Pada 2009, Mahkamah Agung New Delhi telah menghapuskan hukum yang telah berumur 153 tahun buatan kolonial Inggris, yang melarang adanya perkawinan sesama jenis.

Ketika itu pula, seluruh pendukung LGBT dapat melihat masa depan cerah, pada era baru di India untuk kaum LGBT.

Tetapi, hal tersebut tak berlangsung lama pada Desember 2013, Mahkamah Agung membatalkan penghapusan tersebut, dan kembali membuat hubungan sesama jenis ilegal.

Jadi, siapapun yang nekat menjalin hubungan sesama jenis atau didapati berciuman antar sesama jenis maka akan dipenjara selama 10 tahun.

Iran

Negara yang satu ini bisa dibilang sebagai nerakanya para pelaku LGBT. Sebab, di lokasi-lokasi terpencil sekalipun, para gay akan dicambuk, disiksa, dimaki bahkan dieksekusi mati.

Bahkan pada 1987, dibuat sebuah hukum yang memperbolehkan untuk seseorang mengganti jenis kelaminnya, yang menjadikan banyak orangtua dari anak-anak gay di sana memaksa mereka agar mau mengikuti pengobatan hormon, kastrasi zat kimia, operasi kelamin, hingga melarikan diri!

Karena terlalu menakutkan hukuman di negara tersebut bagi kaum LGBT, sampai ada yang bilang Iran sebagai negara yang tidak kenal HAM, akibat kebenciannya terhadap LGBT.

Jamaika

Bukan cuma Iran, negara satu ini juga sangat membenci LGBT. Mereka yang dicurigai sebagai LGBT akan mendapat perlakuan kejam.

Orang-orang di sekitarnya, akan menghajar bahkan menyerang mereka pakai golok.

Pada 2010, bahkan ada anak berusia 16 tahun yang dirajam mengguanakan parang sampai mati di rumahnya, akibat memiliki “hubungan yang dipertanyakan” dengan seorang pria.

Bukan cuma itu, ditikam bahkan rumahnya dibakar sering diterima para gay.

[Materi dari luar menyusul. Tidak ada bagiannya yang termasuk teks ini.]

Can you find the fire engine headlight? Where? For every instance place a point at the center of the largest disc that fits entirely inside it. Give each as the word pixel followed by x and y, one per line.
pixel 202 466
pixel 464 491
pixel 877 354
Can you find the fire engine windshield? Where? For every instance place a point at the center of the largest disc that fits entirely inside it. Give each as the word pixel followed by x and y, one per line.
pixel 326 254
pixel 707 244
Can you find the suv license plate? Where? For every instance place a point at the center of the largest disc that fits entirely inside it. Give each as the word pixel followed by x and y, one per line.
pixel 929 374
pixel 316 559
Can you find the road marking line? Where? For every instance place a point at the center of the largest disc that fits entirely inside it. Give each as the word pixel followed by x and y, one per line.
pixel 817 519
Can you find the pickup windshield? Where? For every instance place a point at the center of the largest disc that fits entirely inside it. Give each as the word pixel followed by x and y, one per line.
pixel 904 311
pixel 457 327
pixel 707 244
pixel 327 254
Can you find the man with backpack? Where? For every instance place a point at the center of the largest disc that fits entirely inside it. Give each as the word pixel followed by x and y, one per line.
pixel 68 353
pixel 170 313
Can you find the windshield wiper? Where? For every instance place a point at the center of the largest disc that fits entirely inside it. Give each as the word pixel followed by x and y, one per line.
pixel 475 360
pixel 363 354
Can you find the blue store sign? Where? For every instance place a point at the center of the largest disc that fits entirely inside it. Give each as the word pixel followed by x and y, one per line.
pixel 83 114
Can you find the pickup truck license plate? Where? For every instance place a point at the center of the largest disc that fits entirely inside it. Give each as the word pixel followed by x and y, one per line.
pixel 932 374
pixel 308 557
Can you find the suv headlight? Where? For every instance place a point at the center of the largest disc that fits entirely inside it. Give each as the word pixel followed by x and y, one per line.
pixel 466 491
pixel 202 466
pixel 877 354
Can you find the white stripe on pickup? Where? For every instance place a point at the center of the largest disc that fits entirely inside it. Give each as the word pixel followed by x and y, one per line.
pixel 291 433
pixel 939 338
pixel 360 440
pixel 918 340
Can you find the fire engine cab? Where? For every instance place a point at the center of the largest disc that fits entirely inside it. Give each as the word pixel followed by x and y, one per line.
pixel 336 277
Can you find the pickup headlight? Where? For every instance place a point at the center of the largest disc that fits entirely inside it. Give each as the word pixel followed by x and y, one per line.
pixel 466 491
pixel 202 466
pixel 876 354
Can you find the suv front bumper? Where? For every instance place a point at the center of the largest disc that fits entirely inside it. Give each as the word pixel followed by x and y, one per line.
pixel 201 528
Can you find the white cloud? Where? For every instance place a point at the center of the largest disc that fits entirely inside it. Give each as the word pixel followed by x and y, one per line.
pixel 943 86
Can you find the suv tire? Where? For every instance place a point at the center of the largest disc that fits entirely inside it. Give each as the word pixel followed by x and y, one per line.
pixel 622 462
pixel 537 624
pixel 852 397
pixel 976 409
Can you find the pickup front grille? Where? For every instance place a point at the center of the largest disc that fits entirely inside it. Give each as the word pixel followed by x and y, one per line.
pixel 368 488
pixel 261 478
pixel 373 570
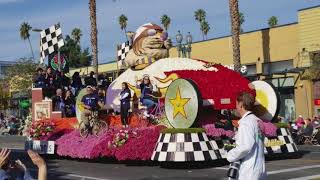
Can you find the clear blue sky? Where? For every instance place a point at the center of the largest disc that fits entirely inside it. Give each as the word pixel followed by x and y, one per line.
pixel 75 13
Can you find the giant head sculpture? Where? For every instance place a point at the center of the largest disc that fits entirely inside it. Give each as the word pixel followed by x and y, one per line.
pixel 150 43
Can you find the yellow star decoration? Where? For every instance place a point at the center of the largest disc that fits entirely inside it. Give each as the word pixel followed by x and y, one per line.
pixel 178 104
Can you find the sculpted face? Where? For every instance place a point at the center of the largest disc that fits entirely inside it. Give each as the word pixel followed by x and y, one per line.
pixel 151 41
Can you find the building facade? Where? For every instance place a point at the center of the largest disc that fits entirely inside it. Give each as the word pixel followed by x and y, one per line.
pixel 278 55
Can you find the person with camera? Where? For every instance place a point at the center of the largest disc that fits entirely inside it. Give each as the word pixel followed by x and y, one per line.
pixel 10 169
pixel 248 154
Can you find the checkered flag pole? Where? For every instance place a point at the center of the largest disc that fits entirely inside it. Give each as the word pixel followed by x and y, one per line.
pixel 51 41
pixel 122 51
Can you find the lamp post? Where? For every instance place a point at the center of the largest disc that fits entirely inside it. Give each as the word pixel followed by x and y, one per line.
pixel 179 38
pixel 184 50
pixel 189 42
pixel 59 63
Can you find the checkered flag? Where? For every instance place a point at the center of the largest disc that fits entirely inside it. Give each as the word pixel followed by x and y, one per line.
pixel 50 41
pixel 123 50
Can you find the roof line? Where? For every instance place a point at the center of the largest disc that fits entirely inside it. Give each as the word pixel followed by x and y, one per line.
pixel 312 7
pixel 221 37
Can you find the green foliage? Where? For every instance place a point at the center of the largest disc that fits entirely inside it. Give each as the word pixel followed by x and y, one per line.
pixel 25 30
pixel 165 21
pixel 273 21
pixel 20 75
pixel 200 15
pixel 188 130
pixel 76 56
pixel 4 94
pixel 281 125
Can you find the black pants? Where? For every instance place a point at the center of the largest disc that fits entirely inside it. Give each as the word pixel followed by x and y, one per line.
pixel 124 111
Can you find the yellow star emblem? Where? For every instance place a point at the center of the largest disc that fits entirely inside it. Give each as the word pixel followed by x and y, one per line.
pixel 178 104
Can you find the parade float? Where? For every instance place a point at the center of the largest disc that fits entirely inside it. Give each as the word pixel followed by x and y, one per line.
pixel 198 100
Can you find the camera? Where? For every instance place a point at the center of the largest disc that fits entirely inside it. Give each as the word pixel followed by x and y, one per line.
pixel 234 170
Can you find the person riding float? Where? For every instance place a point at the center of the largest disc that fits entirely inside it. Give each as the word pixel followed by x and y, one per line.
pixel 90 104
pixel 147 90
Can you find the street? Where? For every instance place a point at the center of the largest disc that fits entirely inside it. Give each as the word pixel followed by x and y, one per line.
pixel 305 166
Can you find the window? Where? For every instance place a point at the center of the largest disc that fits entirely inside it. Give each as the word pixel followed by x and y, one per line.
pixel 274 67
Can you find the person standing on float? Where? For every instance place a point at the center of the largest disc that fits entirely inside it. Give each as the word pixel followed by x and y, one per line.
pixel 125 97
pixel 249 148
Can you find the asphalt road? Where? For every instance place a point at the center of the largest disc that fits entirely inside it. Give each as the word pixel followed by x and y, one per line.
pixel 303 166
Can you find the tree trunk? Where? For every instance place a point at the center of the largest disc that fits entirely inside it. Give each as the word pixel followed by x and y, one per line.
pixel 235 29
pixel 94 39
pixel 125 31
pixel 31 48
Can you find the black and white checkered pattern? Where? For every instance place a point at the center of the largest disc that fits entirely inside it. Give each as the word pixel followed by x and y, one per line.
pixel 288 145
pixel 183 147
pixel 195 147
pixel 123 50
pixel 50 41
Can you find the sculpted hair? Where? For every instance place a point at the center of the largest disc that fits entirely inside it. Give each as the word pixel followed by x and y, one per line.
pixel 247 100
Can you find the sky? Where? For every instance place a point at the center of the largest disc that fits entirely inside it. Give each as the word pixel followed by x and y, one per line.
pixel 42 14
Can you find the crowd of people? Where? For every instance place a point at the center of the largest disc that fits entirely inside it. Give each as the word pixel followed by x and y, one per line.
pixel 10 125
pixel 14 168
pixel 62 90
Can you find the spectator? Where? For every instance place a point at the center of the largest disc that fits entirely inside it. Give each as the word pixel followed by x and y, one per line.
pixel 76 82
pixel 58 102
pixel 125 97
pixel 69 102
pixel 300 122
pixel 308 128
pixel 146 94
pixel 91 80
pixel 90 103
pixel 10 169
pixel 249 150
pixel 39 79
pixel 102 80
pixel 49 75
pixel 315 122
pixel 102 96
pixel 50 84
pixel 65 81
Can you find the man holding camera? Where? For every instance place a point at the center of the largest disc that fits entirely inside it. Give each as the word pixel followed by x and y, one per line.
pixel 15 169
pixel 249 149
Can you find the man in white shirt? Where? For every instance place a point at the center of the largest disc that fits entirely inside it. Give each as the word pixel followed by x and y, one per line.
pixel 249 148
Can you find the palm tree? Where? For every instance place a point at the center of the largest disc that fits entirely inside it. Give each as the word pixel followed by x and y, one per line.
pixel 76 35
pixel 205 28
pixel 165 21
pixel 235 29
pixel 123 20
pixel 94 39
pixel 242 20
pixel 24 34
pixel 273 21
pixel 200 16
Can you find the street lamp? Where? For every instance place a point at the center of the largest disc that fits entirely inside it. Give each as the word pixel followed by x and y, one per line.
pixel 189 42
pixel 179 38
pixel 184 48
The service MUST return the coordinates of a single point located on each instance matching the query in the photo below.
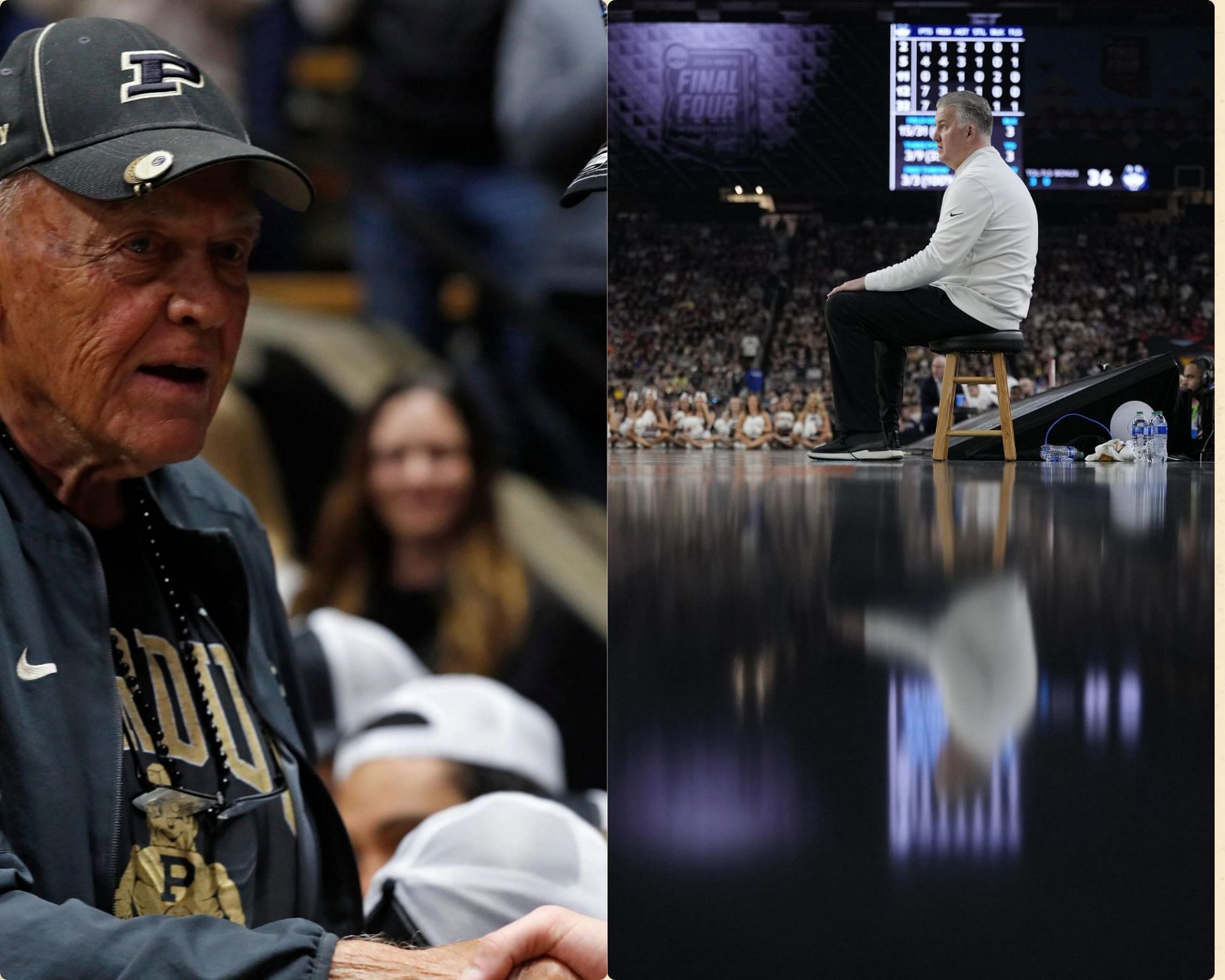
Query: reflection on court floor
(917, 720)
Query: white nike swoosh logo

Karena terlalu benci, mereka bahkan kerap melempri batu makam orang-orang gay.

Pemerintahnya pun menyatakan hubungan sesama jenis dapat dipenjara 10 tahun, itupun jika beruntung. Pasalnya di dalam penjara mereka akan diperas oleh polisi, disiksa serta dihajar. Maka tak sedikit dari mereka yang bersembunyi dan melarikan diri.